Skillv1.0.1

ClawScan security

market analysis for vehicle · ClawHub's context-aware review of the artifact, metadata, and declared behavior.

Scanner verdict

BenignMar 16, 2026, 2:44 AM

Verdict: benign
Confidence: high
Model: gpt-5-mini
Summary: The skill is an instruction-only market-research assistant whose requested resources and actions are coherent with its stated purpose and it does not ask for unrelated credentials or install anything.
Guidance: This skill is an instruction-only market-research advisor and appears internally consistent. Before installing/using: (1) Understand it cannot fetch paywalled/proprietary data on its own — provide credentials or datasets if you need live data; (2) Do not paste sensitive credentials or private documents into chat; (3) Treat any automatically generated lists (dealer contacts, pricing, certification costs) as starting points — verify with local sources and legal/regulatory counsel; (4) If you expect integrated API lookups (Statista, SEMrush, GoodsFox), plan how to supply API keys or run those lookups externally and feed results into the skill.

Review Dimensions

Purpose & Capability: noteThe skill's name/description match the instructions: it is a market-analysis consultant for overseas auto expansion. One minor mismatch: the SKILL.md repeatedly references paid/proprietary data sources and tools (Statista, SimilarWeb, SEMrush, GoodsFox, Google Trends, etc.) and implies use of them, but the skill declares no credentials or installs. This is explainable (the agent can instruct the user how to collect or interpret such data), but it cannot fetch paid/private data autonomously without the user providing access.
Instruction Scope: okThe runtime instructions stay within market-analysis scope: ask structured questions, build funnel-based screening, request data collection for country scoring, and produce reports.

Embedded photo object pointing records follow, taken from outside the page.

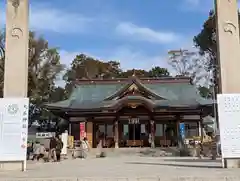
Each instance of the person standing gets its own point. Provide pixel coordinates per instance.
(59, 146)
(84, 148)
(52, 149)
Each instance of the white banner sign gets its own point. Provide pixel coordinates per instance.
(229, 124)
(13, 128)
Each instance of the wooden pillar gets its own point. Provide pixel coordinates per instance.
(90, 133)
(116, 135)
(199, 125)
(70, 129)
(152, 124)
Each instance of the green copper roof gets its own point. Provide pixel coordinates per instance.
(93, 96)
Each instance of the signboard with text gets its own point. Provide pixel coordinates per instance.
(13, 128)
(82, 130)
(229, 124)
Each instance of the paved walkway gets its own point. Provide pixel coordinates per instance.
(131, 167)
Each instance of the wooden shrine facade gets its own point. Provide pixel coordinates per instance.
(131, 112)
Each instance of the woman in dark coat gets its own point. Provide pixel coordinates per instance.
(59, 146)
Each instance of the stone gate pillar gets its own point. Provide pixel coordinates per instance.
(16, 58)
(228, 45)
(228, 50)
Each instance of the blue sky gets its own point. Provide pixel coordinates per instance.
(136, 33)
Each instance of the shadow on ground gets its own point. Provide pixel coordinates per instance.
(193, 160)
(175, 165)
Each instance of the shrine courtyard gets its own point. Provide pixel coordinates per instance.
(131, 167)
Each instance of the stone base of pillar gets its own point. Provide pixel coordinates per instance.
(11, 166)
(232, 163)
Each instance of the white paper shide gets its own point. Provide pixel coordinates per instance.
(13, 128)
(229, 124)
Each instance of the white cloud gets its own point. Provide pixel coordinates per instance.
(199, 6)
(146, 34)
(45, 18)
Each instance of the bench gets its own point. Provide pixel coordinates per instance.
(134, 143)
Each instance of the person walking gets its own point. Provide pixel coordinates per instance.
(52, 149)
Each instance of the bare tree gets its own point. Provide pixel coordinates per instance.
(189, 64)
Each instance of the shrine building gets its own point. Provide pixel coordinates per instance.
(128, 110)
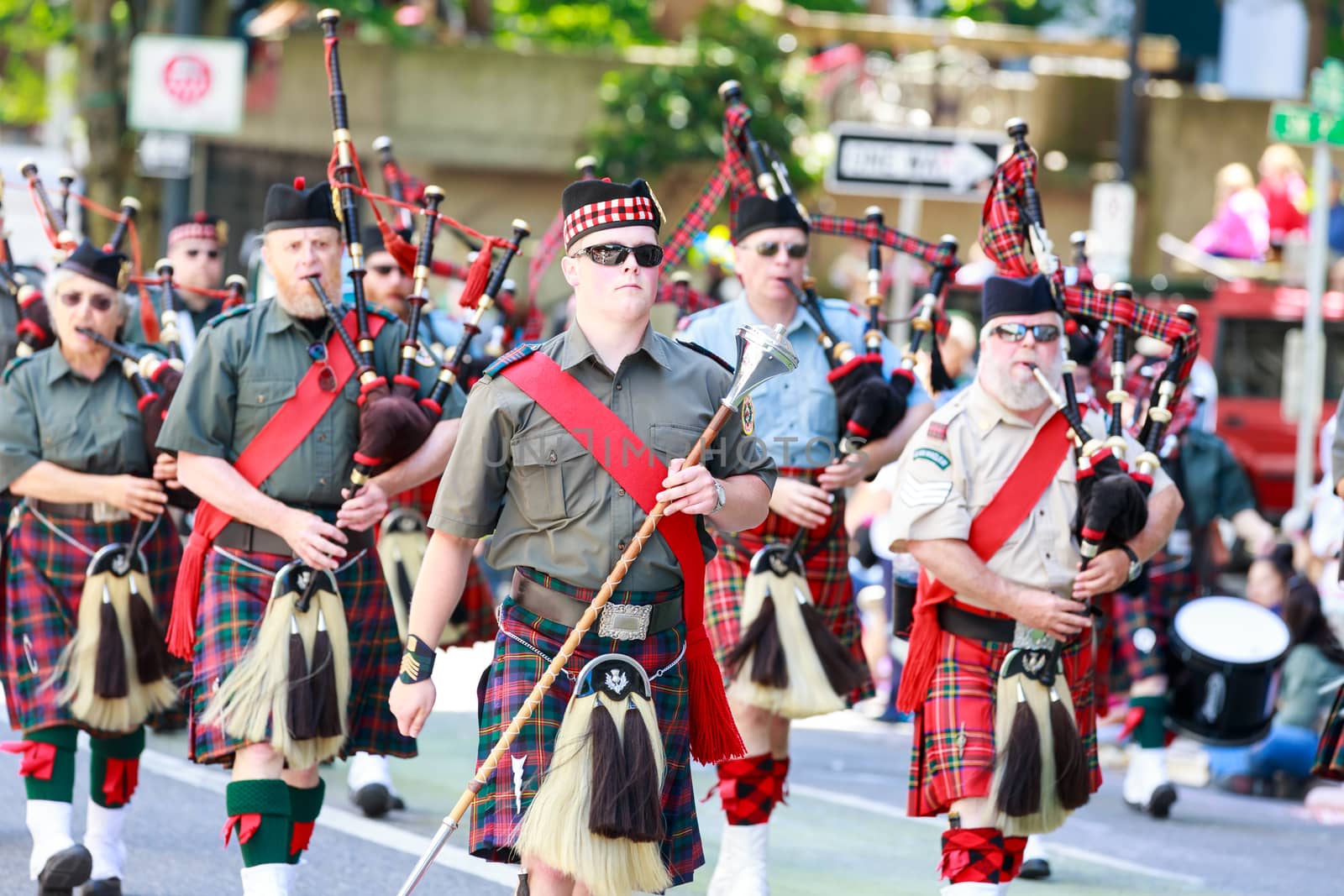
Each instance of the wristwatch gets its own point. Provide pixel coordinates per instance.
(1135, 564)
(722, 497)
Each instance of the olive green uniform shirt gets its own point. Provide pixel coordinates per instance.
(519, 474)
(50, 412)
(956, 466)
(248, 363)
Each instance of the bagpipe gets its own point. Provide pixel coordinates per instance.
(1041, 768)
(869, 405)
(292, 687)
(393, 423)
(34, 327)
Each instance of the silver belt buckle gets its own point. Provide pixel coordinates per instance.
(104, 512)
(625, 622)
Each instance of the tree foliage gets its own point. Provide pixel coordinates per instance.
(659, 116)
(27, 31)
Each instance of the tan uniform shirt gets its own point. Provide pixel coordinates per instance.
(519, 474)
(952, 469)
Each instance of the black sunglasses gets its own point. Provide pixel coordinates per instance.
(326, 376)
(1018, 332)
(770, 248)
(613, 254)
(97, 302)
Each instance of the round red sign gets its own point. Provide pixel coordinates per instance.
(187, 78)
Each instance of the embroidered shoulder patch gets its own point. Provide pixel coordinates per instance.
(937, 458)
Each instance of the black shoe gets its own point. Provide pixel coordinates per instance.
(374, 799)
(1160, 804)
(1034, 869)
(65, 871)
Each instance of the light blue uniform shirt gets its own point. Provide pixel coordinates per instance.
(796, 412)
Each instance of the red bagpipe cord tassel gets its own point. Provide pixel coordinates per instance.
(39, 759)
(246, 824)
(120, 783)
(972, 855)
(300, 836)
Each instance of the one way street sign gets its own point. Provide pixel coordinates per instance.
(938, 163)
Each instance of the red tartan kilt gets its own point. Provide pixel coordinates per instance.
(827, 569)
(953, 752)
(44, 582)
(232, 605)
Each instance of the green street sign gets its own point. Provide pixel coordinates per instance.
(1297, 123)
(1328, 96)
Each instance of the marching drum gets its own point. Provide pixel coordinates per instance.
(1223, 669)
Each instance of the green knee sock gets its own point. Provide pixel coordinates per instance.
(306, 804)
(1152, 731)
(121, 757)
(60, 786)
(264, 804)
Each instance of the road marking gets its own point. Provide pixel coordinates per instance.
(347, 822)
(875, 808)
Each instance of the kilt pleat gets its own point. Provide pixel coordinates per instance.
(232, 605)
(827, 570)
(953, 752)
(499, 808)
(45, 578)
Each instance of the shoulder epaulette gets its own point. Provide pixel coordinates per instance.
(515, 354)
(15, 364)
(233, 312)
(701, 349)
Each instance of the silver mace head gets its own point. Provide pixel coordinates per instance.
(763, 355)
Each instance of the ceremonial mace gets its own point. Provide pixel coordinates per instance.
(763, 355)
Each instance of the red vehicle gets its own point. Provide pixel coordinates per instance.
(1247, 331)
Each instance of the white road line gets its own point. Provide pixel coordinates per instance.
(875, 808)
(347, 822)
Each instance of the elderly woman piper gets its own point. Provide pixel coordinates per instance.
(89, 559)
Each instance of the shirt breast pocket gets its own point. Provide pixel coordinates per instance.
(555, 474)
(259, 399)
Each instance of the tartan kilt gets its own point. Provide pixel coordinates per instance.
(827, 569)
(504, 687)
(233, 600)
(476, 609)
(1330, 752)
(44, 582)
(953, 752)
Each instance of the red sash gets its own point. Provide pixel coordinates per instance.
(714, 735)
(988, 532)
(276, 441)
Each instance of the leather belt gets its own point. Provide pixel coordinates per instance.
(97, 512)
(241, 537)
(965, 624)
(620, 621)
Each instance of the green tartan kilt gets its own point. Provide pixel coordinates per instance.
(232, 605)
(497, 810)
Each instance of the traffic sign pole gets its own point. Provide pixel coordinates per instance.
(1314, 342)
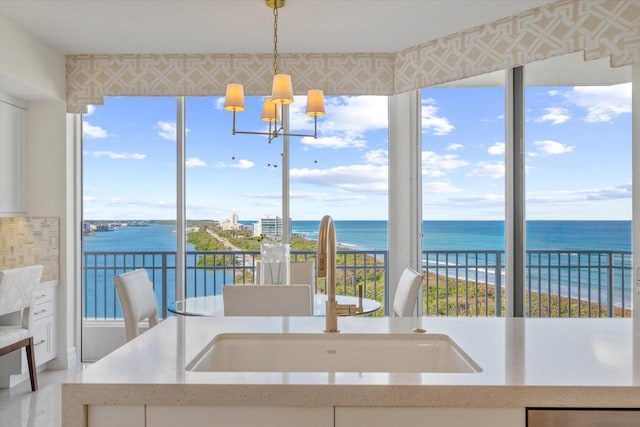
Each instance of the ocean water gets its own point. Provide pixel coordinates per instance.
(366, 235)
(483, 235)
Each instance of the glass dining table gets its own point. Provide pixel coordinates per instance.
(213, 305)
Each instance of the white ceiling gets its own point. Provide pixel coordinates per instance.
(246, 26)
(305, 26)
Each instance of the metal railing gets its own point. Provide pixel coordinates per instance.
(457, 283)
(207, 272)
(557, 283)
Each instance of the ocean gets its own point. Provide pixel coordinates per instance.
(364, 235)
(372, 235)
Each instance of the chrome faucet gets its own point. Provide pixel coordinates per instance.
(326, 260)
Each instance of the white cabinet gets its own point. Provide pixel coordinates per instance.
(12, 137)
(13, 366)
(428, 417)
(201, 416)
(44, 325)
(118, 415)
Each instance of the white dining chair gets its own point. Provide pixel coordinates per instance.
(404, 303)
(17, 287)
(137, 299)
(267, 300)
(302, 273)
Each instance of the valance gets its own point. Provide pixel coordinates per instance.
(599, 28)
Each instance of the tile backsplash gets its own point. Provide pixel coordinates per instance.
(27, 241)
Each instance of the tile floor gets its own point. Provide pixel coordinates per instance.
(20, 407)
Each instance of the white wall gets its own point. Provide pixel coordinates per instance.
(32, 70)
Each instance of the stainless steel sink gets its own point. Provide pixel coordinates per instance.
(393, 353)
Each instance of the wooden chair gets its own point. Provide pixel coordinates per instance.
(404, 303)
(267, 300)
(137, 299)
(17, 287)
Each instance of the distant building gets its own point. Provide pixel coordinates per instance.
(268, 225)
(231, 223)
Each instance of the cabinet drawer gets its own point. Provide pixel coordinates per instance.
(43, 310)
(43, 339)
(44, 295)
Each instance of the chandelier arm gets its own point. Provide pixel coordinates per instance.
(275, 39)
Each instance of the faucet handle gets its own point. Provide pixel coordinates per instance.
(346, 309)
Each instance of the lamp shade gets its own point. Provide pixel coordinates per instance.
(234, 97)
(269, 110)
(282, 92)
(315, 103)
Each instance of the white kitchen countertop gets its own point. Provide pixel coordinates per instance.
(525, 363)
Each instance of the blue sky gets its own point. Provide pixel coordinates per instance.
(578, 157)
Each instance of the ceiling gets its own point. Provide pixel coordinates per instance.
(246, 26)
(305, 26)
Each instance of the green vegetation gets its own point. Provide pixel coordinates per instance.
(479, 299)
(443, 296)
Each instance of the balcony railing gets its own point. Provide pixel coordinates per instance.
(457, 283)
(207, 272)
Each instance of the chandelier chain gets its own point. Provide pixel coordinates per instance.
(275, 39)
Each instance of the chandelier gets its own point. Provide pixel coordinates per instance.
(281, 94)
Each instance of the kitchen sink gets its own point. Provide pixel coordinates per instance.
(275, 352)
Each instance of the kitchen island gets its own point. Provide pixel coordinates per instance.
(524, 363)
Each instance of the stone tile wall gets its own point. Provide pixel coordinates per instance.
(27, 241)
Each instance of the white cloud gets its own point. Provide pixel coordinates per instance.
(194, 162)
(357, 178)
(555, 115)
(588, 195)
(240, 164)
(335, 142)
(436, 165)
(348, 117)
(167, 130)
(115, 156)
(497, 149)
(243, 164)
(550, 147)
(432, 187)
(95, 132)
(326, 197)
(379, 157)
(431, 121)
(491, 170)
(603, 103)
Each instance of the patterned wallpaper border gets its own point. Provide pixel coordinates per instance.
(599, 28)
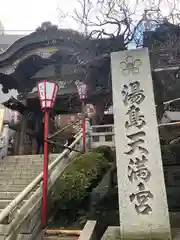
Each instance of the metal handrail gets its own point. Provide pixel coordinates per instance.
(12, 205)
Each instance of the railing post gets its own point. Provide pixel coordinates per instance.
(6, 138)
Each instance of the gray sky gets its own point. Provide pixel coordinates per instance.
(29, 14)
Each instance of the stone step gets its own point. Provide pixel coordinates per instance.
(18, 176)
(4, 203)
(60, 238)
(17, 181)
(8, 195)
(13, 188)
(20, 167)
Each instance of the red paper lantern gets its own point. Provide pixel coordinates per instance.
(47, 91)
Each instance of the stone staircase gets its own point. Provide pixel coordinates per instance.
(16, 172)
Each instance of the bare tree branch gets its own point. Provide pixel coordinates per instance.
(112, 18)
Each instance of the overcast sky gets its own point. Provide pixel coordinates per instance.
(29, 14)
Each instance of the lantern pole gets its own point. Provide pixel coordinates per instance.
(45, 169)
(83, 125)
(82, 91)
(47, 91)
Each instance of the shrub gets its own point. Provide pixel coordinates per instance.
(107, 152)
(74, 184)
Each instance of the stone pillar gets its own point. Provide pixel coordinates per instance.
(142, 195)
(16, 143)
(99, 113)
(22, 134)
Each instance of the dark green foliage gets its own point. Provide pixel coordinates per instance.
(107, 152)
(75, 182)
(72, 193)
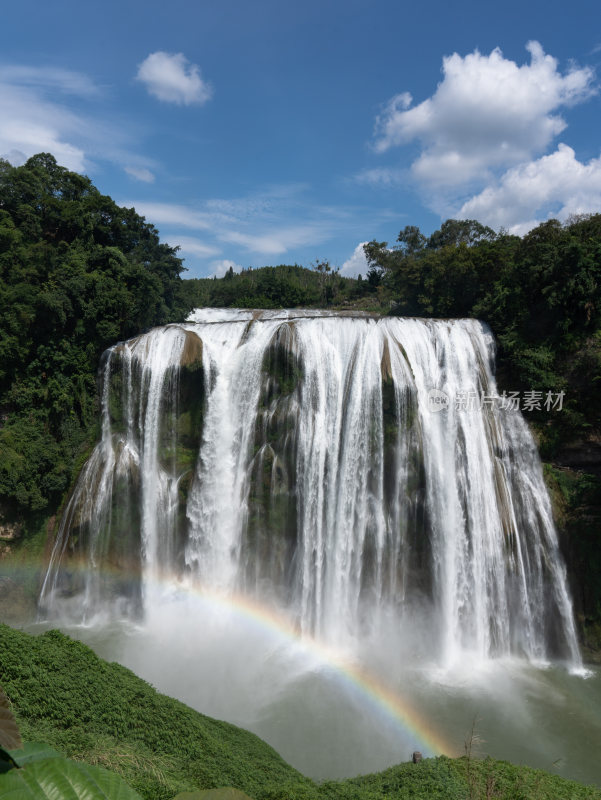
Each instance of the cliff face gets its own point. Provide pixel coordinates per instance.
(574, 479)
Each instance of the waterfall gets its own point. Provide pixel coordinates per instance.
(323, 463)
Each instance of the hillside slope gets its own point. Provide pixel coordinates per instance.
(101, 713)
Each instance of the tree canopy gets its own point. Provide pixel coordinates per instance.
(77, 274)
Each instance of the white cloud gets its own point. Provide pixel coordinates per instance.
(55, 78)
(486, 113)
(173, 214)
(59, 111)
(356, 264)
(140, 174)
(170, 77)
(193, 247)
(30, 125)
(275, 242)
(382, 176)
(555, 185)
(221, 267)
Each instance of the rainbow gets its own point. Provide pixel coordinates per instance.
(370, 689)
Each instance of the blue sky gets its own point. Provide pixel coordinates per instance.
(266, 132)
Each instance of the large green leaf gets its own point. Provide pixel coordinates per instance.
(227, 793)
(61, 779)
(10, 738)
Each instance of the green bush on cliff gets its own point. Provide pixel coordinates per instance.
(103, 715)
(77, 274)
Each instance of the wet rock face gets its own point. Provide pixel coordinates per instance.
(296, 458)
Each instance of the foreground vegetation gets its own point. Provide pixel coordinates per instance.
(101, 714)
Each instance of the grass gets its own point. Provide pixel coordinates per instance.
(101, 713)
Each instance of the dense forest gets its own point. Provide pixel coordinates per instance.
(78, 273)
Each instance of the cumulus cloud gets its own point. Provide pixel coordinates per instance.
(221, 267)
(356, 264)
(382, 176)
(171, 78)
(140, 174)
(555, 185)
(487, 113)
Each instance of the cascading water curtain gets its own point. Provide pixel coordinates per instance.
(329, 464)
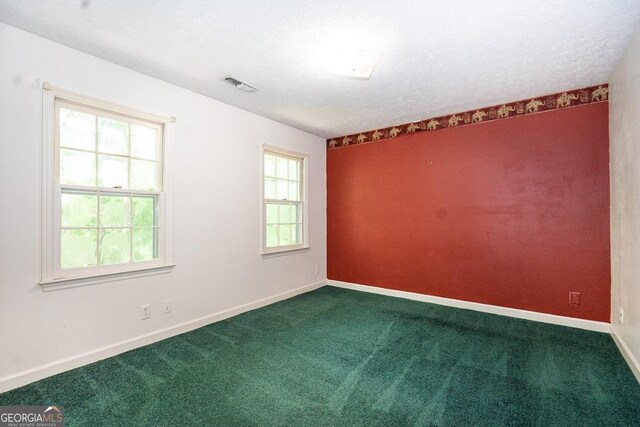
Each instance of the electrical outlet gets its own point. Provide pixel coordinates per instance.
(146, 311)
(575, 298)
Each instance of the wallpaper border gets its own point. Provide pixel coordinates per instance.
(571, 98)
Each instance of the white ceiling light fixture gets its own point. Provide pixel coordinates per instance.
(354, 63)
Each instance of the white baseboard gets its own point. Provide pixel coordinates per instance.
(590, 325)
(25, 377)
(626, 353)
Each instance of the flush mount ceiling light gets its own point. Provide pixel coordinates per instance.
(354, 63)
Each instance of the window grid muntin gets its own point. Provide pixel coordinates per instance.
(115, 191)
(101, 113)
(298, 201)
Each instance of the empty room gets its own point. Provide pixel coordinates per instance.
(336, 213)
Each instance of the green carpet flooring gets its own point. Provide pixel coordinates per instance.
(342, 358)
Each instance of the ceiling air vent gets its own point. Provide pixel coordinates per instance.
(240, 85)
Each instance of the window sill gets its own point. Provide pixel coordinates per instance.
(74, 282)
(284, 251)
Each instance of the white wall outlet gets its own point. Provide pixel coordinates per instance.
(146, 311)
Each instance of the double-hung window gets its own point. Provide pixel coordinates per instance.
(105, 191)
(284, 210)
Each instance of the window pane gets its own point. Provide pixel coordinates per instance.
(77, 167)
(77, 130)
(269, 188)
(143, 142)
(283, 167)
(114, 211)
(115, 246)
(269, 165)
(296, 234)
(143, 175)
(284, 233)
(282, 189)
(113, 136)
(144, 211)
(293, 191)
(144, 246)
(78, 248)
(293, 169)
(79, 210)
(113, 171)
(285, 214)
(272, 213)
(272, 236)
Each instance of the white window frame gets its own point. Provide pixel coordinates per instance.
(52, 275)
(283, 250)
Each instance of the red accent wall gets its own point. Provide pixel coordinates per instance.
(512, 212)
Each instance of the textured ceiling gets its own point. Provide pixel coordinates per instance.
(436, 56)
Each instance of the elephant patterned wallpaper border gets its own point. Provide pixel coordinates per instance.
(540, 104)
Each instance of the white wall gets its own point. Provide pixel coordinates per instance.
(215, 212)
(624, 130)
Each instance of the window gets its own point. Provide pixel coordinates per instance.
(283, 205)
(105, 191)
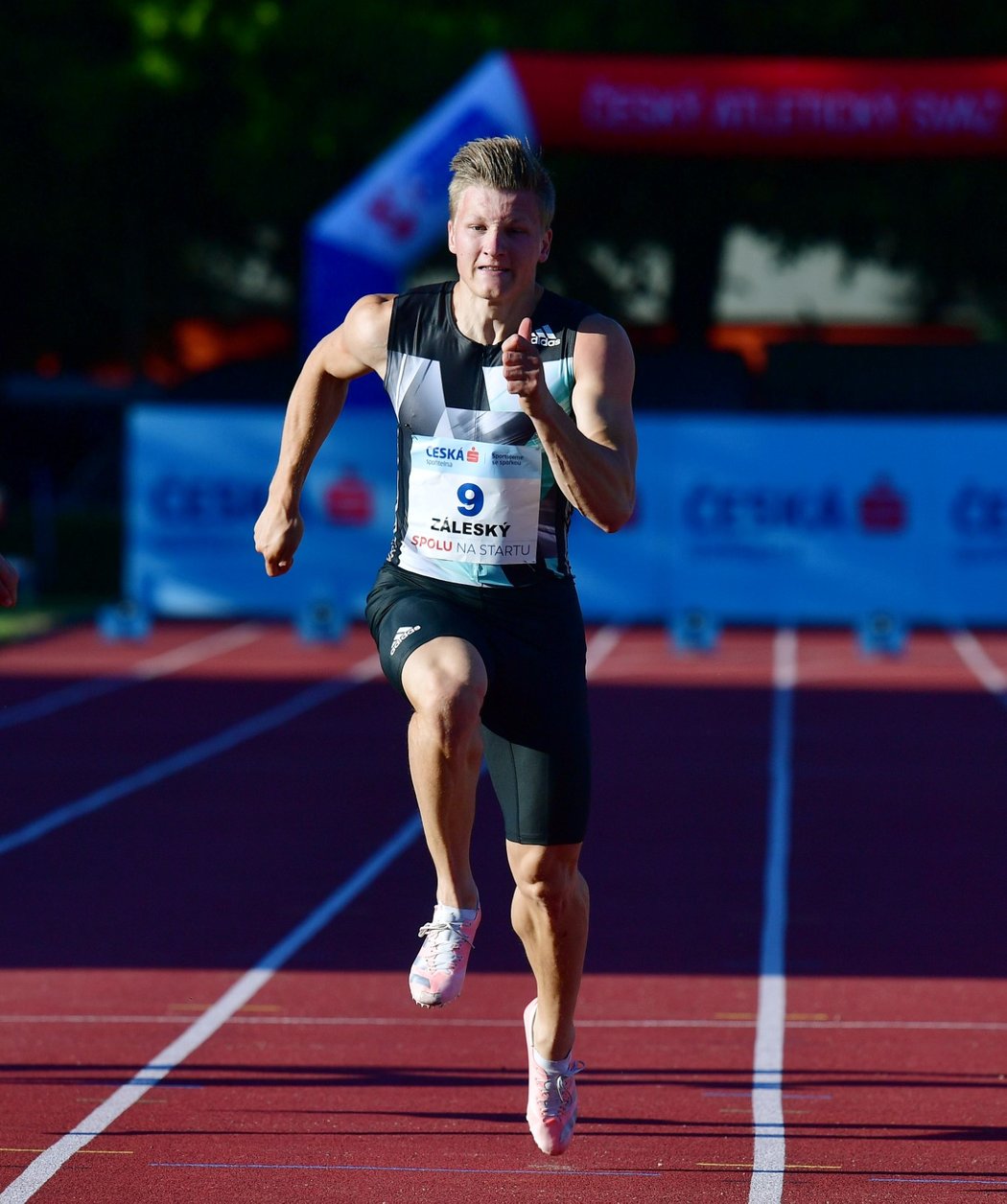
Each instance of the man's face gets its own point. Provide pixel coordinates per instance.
(498, 241)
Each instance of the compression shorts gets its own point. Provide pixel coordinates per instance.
(535, 715)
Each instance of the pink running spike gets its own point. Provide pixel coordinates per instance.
(438, 972)
(551, 1099)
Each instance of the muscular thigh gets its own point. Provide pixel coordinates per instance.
(536, 729)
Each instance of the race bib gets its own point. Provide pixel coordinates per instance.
(474, 502)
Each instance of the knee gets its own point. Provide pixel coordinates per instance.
(550, 878)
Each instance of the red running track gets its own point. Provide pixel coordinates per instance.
(796, 979)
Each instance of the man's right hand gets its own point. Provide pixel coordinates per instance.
(277, 536)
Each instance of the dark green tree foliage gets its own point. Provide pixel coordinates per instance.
(163, 155)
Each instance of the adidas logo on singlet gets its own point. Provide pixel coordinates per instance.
(400, 635)
(545, 337)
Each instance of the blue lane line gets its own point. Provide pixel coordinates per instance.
(169, 766)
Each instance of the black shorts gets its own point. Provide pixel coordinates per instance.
(535, 716)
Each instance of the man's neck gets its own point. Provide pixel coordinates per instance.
(490, 321)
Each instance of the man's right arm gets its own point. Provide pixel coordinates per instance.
(357, 347)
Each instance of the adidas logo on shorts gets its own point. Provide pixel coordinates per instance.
(400, 635)
(545, 337)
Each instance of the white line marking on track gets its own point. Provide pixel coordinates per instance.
(601, 644)
(249, 984)
(979, 662)
(770, 1148)
(163, 664)
(213, 1019)
(196, 753)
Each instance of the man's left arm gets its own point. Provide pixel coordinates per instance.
(594, 457)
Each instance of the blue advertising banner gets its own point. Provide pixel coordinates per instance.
(197, 480)
(815, 519)
(748, 519)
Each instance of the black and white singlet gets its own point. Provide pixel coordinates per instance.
(477, 502)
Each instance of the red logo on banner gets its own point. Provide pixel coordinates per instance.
(349, 501)
(883, 509)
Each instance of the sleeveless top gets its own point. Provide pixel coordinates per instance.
(477, 502)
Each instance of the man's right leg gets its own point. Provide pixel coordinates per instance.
(445, 682)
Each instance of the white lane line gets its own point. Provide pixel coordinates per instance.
(770, 1147)
(38, 1171)
(188, 757)
(163, 664)
(601, 645)
(979, 662)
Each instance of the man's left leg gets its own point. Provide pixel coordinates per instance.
(550, 913)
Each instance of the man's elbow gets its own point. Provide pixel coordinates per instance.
(617, 517)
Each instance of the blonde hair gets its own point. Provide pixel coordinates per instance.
(504, 164)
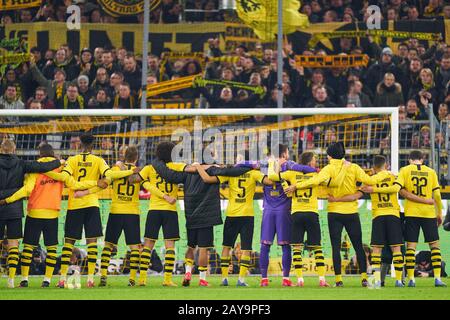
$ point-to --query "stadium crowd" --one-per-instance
(101, 77)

The instructions do not direct the agent to read system files, access unrelated environment variables, or exfiltrate data to unexpected endpoints.
Install Mechanism: okNo install spec and no code files (instruction-only). This minimizes disk write/execution risk and is consistent with a consultancy-style skill.
Credentials: noteThe skill requests no environment variables or credentials, which is proportionate. However, if a user expects the agent to retrieve live/proprietary data from the named services, those services typically require API keys or paid accounts; the SKILL.md does not request nor explain how to provide such credentials, which may lead to the agent producing estimates or asking the user to supply data.
Persistence & Privilege: okThe skill does not request always:true, does not modify system or other skills, and has no declared persistence or elevated privileges.